The following article appeared on Feb. 7th, 2014 about the Winter Games in Sochi:
This article is reproduced in full here as an archived copy:
Beginning tonight, NBC Olympics' coverage of the 2014 Winter Olympics in Sochi, Russia, will give new meaning to the phrase "spanning the globe," with production teams at each venue, the IBC, and back home in Stamford, CT, connected more closely than ever.
Since the 2008 Beijing Games, NBC Olympics has used the large fiber and data pipes to do much more than just backhaul content. The goal has been to give production personnel, no matter where they are located, access to the content they need when they need it and with true autonomy. This year, NBC has accomplished that goal: Not only are the two main production centers in Sochi and Stamford connected, but all the venue production teams are as well.
"We've never tried having connected venues, and the idea of doing this is a huge leap,” says Darryl Jefferson, VP, digital workflow, NBC Sports & Olympics. “[The connected IBC in] London was a huge leap, but to extend off of that and make spurs for every venue in the coastal cluster and a spur for the mountain cluster is huge. At the Alpine event, someone can log into the system, find a clip, and then send it to themself."
Server and media-asset–management (MAM) technologies from Avid, EVS, and Harmonic play the key role in both Sochi and Stamford as the FileCatalyst file-transfer platform allows users to search for content within EVS IPDirector and then move files back and forth across the Atlantic (and then some) via Level 3 circuits.
"The big change now is, there is just one MAM system," says Sascha Tischer, solution engineer, Interplay MAM delivery, Avid. "In 2012, there was one MAM in London and one in Stamford, but now there is just one."
One of the more fascinating aspects of the system is that, when staffers in Sochi want to find a clip or piece of content, they find it courtesy of metadata input by a logger in Stamford, where events will be logged as they happen. The metadata from the host broadcast, Olympic Broadcaster Services (OBS), is married with the logger's metadata to provide a complete picture of what happened and what makes it worth using.

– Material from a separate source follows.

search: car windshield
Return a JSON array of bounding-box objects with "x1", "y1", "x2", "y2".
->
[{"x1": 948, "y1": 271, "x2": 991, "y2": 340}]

"OBS is on the hook to deliver the objective metadata, like when the race started, who is racing, and who won," says Jefferson. "And our loggers will log information like an athlete hugged their mom or fist-bumped a teammate. Those subjective log notes are important."
As that information is logged in Stamford, production teams using 41 Avid editing systems and four EVS playback machines at the IBC in Sochi and additional gear at the venues can use the metadata to begin assembling content for air. About 288 TB of Avid Media Grid storage and 85 TB of EVS storage is on-site at NBC's IBC operations, and more than 5.5 PB of archived material is in Stamford.
"Most of the venues have Avid systems, some just EVS, and some a mix of Avid and EVS," says Jefferson. "The format flavor of the day is [a Sony] XDCAM OP1A file, so the systems will then take that content in and transcode it for the EVS servers."
The team in Stamford includes more than 300 staffers working on everything from logging to creating a number of programs. The Gold Zone will take viewers from one event to the next, keeping up with the hottest action between 7 a.m. and 3 p.m. ET (and, this year, Andrew Siciliano, host of DIRECTV's NFL Red Zone Channel, will co-host along with Golf Channel host Ryan Burr).
Also originating out of Stamford will be Olympic Ice, a daily half-hour studio show that will stream on NBCOlympics.com and Live Extra starting at 5:30 p.m. That program will feature overviews of all the figure-skating action, of which there is plenty this year, thanks to a new team-skating event that began yesterday.
Olympic News Desk will also be produced out of Stamford, offering updates throughout the day at NBCOlympics.com.
And then there are the promo and marketing departments, which will access content to build needed elements, and the curling coverage, in which five baseband signals will be sent to Stamford, where announcers will call the action off-tube.
"Half of the education is figuring out where stuff is and then identifying and keeping track of assets, as each group works a little bit differently," says Jefferson.
The Olympic Games provide an example of the growth of "at home" efforts: A centralized production team like OBS does much of the camera and event production work, allowing the rightsholders to concentrate on editing and building story packages.
"You certainly want a presence on-site, but you can often do just as good of a job from far away," says Jefferson. "The difference today is that technology is no longer in the way. … We are not waiting for another advancement. It's really a matter of what you are trying to do."